Endorsed by: Conni Mallchock, an organizational consultant. “Going to Flower Power is like browsing a farmers’ market,” she says. “It’s not intimidating at all.” Likewise, she says, there’s nothing scary about the word potion. “It’s just a combination of certain essences or herbs. I think the negative connotation comes from that movie Hocus Pocus.”
Know Before You Go: Per the law, Chettri-Kennedy & Co. aren’t allowed to diagnose or prescribe anything, but can say things like, “If I had a neck ache, I’d probably rub arnica on it.”
406 E. 9th St., nr. First Ave.; 212-982-6664; potions from $12 each.
The Energy Healer:
Aleta St. James
St. James, who made news in 2004 as the oldest woman at the time to have had twins (she was 57), acts as both a healer and life coach. “I heal the blocks people have from creating their dreams,” she says, “but I also coach them in terms of how their dreams can happen. It’s a full one-stop shop here.”
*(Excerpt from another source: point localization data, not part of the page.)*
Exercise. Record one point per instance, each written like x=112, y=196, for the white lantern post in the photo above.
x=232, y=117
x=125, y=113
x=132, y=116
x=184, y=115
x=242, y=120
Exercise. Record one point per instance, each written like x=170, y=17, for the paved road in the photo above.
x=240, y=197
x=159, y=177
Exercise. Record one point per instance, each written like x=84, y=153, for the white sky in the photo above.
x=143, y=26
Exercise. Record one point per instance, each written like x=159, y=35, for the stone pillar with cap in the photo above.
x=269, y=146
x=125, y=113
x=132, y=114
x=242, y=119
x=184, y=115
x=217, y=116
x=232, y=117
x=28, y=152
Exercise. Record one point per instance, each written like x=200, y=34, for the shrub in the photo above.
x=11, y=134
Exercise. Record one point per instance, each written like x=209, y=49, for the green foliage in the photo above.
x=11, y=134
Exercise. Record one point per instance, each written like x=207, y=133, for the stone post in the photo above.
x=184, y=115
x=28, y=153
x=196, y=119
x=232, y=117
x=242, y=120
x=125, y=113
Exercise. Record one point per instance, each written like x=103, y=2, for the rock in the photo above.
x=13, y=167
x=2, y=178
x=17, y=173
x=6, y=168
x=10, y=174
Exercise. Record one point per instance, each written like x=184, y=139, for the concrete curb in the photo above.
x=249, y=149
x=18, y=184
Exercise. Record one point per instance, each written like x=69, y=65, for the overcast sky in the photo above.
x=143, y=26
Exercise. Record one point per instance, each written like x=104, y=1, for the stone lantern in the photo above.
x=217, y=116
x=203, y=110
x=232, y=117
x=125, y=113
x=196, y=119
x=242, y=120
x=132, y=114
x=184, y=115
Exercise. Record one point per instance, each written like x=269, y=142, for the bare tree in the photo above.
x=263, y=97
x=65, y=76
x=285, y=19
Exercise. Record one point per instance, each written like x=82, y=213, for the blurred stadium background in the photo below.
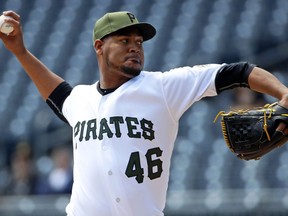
x=206, y=179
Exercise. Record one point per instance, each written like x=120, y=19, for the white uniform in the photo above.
x=123, y=141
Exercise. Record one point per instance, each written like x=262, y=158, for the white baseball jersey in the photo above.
x=123, y=141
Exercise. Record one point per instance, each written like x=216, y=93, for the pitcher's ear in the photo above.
x=98, y=44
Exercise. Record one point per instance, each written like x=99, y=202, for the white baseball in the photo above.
x=5, y=27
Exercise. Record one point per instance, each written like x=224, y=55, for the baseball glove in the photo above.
x=252, y=133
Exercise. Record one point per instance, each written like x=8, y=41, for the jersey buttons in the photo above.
x=104, y=147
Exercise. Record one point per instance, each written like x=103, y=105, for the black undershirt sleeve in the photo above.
x=233, y=75
x=57, y=98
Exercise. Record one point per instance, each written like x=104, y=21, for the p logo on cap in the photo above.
x=112, y=22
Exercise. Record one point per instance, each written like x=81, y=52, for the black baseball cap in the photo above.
x=112, y=22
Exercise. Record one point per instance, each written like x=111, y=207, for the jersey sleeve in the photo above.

Endorsed by: Supermodel Carolyn Murphy, who recalls: “She told me to ‘envision these colors and breathe them in.’ At first I was like, ‘What? What?’ But the next thing I knew, I just started crying. As cynical as I can be, I’ve learned that there are some things that can’t really be explained. There are certain people who have gifts.”
Know before you go: St. James works out of her home. Be prepared for lots of dangling crystals, tinkling music, and her tiny white dogs scampering around. The first time Murphy saw it all, she says she thought, What am I doing here?
Call 212-246-2420 to book an appointment; $300 an hour for the first session, $250 after that.
Stacey Wolf James
The tall, blonde NYU Tisch grad is known for her hyperspecific predictions, like what you’ll eat on the first date with your soul mate and exactly how many interviews it’ll take before you land your dream job. A rabid Knicks fan, she calls herself the Carmelo Anthony of soothsaying. Endorsed by: Christene Barberich, editor-in-chief of Refinery29, who came to Wolf when she was conflicted about how to treat a medical problem that two doctors had diagnosed differently. “Stacey didn’t mince words,” Barberich says. “She told me so-and-so is right, so-and-so is wrong, and how and when the situation was going to play out, down to the month.” She also told Barberich one of her employees would quit, which came true too.
Know before you go: Wolf’s a fast talker; have coffee beforehand so you can keep up.
214 W. 29th St., nr. Seventh Ave.; 212-330-8189; $280 for 30 minutes.
Need An Exorcist?
Unfortunately, you’ll have to wait till 2016. Currently New York doesn’t have any sanctioned spirit banishers. As any horror-movie aficionado knows, the job requires certification by the Catholic Church, and according to the Archdiocese of New York, the new trio of exorcists-to-be won’t complete their training for another three years.